I'll have none of your fusion chefs. I'll have none of your real estate agents or entertainment lawyers. Leave me alone,
I'll have none of your sensitive philosopher-cum-graduate students. I have no pity for your poverty. You're the ones who chose to go to graduate school in the middle of Los Angeles. Don't you know that you're supposed to go to grad school in the Midwest or New England, someplace cold and essential, preferably a small town where the bartenders know you and won't charge you for the second round? Of course you're having a hard time working here. It's gorgeous outside. Who wants to read Derrida and Foucault when it's gorgeous outside?
I'll have none of your post-college frat boys that live in the beach cities. I do not go to sports bars for several reasons but primarily it is because I have no interest whatsoever in your opinion of the NCAA. At all. Really. Take off your baseball hat, you're inside, for goodness sakes.

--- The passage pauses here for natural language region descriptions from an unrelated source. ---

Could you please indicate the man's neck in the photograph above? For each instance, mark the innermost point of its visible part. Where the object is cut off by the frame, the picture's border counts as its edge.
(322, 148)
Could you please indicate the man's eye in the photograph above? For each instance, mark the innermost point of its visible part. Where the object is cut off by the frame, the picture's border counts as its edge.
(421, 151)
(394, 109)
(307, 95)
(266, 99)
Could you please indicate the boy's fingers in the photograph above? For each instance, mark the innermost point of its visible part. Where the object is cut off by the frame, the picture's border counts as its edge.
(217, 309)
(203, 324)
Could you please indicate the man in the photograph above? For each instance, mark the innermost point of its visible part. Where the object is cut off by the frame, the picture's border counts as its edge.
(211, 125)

No, and while you're sweet and dopey, I want none of your idealistic midwestern or southern or whatever you are LA newbies. I have no desire to show you around and to hear how lonely you are and how empty this city is because in six months you'll know your way around and you won't think you're lonely anymore and you'll be just as vacant and self-absorbed as every other industry person who gives the impression that Angelenos are all of us vacant and self-absorbed. You're part of the problem, can't you see?

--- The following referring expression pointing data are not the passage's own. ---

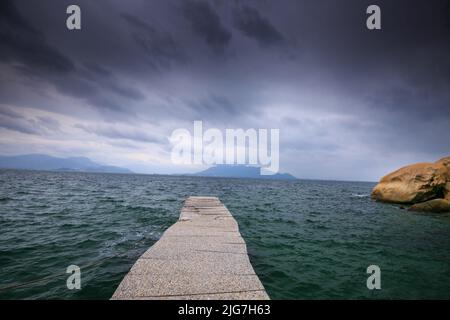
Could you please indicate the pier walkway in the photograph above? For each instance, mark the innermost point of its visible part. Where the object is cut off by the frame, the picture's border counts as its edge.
(202, 256)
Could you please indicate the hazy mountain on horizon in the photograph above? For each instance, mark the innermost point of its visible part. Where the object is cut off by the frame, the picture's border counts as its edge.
(241, 171)
(51, 163)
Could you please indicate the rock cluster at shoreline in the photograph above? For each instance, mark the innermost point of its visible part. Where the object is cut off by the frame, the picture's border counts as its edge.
(424, 186)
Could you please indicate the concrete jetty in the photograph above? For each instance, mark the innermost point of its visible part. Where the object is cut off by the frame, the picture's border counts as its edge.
(202, 256)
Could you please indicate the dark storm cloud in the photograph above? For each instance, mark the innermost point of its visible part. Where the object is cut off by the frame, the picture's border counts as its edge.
(40, 125)
(114, 133)
(22, 43)
(249, 21)
(219, 107)
(161, 49)
(206, 23)
(26, 46)
(359, 97)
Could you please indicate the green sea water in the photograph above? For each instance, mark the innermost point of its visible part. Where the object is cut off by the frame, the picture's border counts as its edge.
(306, 239)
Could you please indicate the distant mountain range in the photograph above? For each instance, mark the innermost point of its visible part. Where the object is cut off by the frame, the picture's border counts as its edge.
(241, 171)
(46, 162)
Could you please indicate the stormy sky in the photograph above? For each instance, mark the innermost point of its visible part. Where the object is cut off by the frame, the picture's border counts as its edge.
(350, 103)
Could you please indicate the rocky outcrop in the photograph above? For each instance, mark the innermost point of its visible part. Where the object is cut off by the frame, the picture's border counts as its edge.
(417, 183)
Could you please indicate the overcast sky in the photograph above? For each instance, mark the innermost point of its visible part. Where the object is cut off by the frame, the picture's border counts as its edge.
(350, 103)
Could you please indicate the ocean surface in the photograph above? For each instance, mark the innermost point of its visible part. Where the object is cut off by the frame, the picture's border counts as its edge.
(306, 239)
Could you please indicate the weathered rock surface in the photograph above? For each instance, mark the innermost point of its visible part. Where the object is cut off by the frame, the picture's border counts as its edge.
(435, 205)
(417, 183)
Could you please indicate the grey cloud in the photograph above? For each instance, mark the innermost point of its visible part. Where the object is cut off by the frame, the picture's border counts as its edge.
(112, 132)
(41, 125)
(22, 43)
(206, 23)
(161, 49)
(249, 21)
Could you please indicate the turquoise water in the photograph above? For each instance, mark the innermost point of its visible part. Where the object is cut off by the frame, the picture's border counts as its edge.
(306, 239)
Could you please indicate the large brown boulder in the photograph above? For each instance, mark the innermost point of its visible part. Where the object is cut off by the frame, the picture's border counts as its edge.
(415, 183)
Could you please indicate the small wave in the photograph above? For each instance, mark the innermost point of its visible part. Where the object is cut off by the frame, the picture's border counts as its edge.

Do I sound strident? Good! I mean to be! I know some of you are thinking that I'll never catch a man with this attitude. Thank God! I don't want to catch a man with any kind of attitude! It sounds like some sort of disease, doesn't it? Caught a man, have you?
I am therefore taking my place amongst the confirmed bachelorettes of Los Angeles, and long may the day and the way be, and true I might end up in a Beechwood apartment with two King Charles Cavalier puppies that won't stop pooping in the house, but at least I won't be stuck with a screenwriter.
The end. Of my rant.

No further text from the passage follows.